By Valentina Giacaman Hazboun - RumboCierto Comunicaciones | September 23 2019
In an era of corporate reputation coming under close scrutiny from an increasing number of directions, strategic communications agencies – at least the ones staffed with experienced communications professionals and former journalists and capable to support companies and individuals alike in a crisis situation – have become increasingly valued by law firms and their clients.
Still a few years ago, when a corporation – or a company executive or business tycoon for instance – had to face the courts, they mostly called only for a lawyer to get prepared to defend themselves against charges.
Today the notion is on the increase that this is far from enough. Corporations and businesspeople have become seriously worried about their image, as well. What will the press write? How the reputation will be reevaluated by those in the market where they operate? And – last but not least – how they can effectively defend themselves against charges (either false or true) so that a crisis does not end in any damage with unthought-of consequences.
In today’s growingly image-conscious environment, legal specialists and counsels have also started to involve crisis experts or lobbyists, since they have become aware that without the crucial communications aspect of an analysis they will have less chance to win their cases.
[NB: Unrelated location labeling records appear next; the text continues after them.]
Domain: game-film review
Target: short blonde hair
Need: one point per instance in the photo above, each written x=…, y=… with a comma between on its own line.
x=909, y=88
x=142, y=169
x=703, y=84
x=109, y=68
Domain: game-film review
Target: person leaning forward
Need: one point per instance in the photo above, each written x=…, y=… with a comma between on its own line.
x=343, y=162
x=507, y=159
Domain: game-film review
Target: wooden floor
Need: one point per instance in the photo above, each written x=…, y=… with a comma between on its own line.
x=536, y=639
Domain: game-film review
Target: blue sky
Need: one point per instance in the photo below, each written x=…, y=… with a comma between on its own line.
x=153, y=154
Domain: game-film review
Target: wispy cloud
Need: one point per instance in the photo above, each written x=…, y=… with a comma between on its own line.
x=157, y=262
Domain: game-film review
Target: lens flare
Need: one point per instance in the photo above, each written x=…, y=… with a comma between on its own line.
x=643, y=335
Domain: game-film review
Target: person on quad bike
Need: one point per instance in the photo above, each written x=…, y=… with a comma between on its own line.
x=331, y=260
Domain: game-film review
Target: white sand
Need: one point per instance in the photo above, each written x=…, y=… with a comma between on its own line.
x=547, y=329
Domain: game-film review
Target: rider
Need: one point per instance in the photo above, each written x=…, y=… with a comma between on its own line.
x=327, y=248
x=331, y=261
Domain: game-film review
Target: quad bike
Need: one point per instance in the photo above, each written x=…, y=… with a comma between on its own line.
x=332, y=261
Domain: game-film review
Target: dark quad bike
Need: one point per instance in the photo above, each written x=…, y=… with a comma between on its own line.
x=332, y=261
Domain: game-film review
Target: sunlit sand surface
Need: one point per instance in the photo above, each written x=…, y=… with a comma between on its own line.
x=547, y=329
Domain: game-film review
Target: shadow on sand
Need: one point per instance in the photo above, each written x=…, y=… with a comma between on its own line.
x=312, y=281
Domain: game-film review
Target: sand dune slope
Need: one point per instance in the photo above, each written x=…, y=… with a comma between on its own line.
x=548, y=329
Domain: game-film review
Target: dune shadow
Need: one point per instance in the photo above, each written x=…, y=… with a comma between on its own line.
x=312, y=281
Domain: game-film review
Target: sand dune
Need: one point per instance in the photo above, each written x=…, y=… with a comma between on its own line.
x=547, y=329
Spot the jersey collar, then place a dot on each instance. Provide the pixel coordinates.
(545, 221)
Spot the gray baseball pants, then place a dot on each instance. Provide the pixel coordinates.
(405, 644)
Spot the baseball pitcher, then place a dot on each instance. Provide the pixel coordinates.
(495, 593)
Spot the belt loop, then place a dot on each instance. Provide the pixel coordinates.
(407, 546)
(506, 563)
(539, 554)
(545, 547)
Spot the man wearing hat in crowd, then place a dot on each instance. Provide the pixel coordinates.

I’ve come across lawyers who have even included public disqualifications as a way to litigate. And recent evidence shows clearly that companies have been destroyed, sold cheap or even come to be worth zero after a crisis erupted involving them. The same can happen to executives and businesspeople: if their reputation is tarnished, they will never be able to access new jobs or even close deals.
The true specialists companies and individuals need in such situations are people who can understand the media, anticipate intentions behind calls from journalists, ask the right questions and – based on accurate data gathered that way – can reconstruct facts and explain them in simple language everyone understands.
This specialist area within the general communications practice has developed over the recent years of crises while the industry also found a name for it and called it Corporate Reputation Management – which is now so much talked about in seminars and the trade press. And most recently this field has been further intensified by the arrival of “fake news” and “post-truth”. Now it is a part of almost all conflict and crisis situations that false news is created around them with the intention to damage the image of a person or to distort perception of reality by the public opinion.
While reputation management is not a new practice in the field of communications, awareness is growing that a loss of reputation can have serious consequences on the judicial outcomes, and social networks can aggrevate that impact further. A prominent judge in Chile recently noted in an article: “It is the social sanction which is invoked that can often be harsher than the sanctions by the courts.”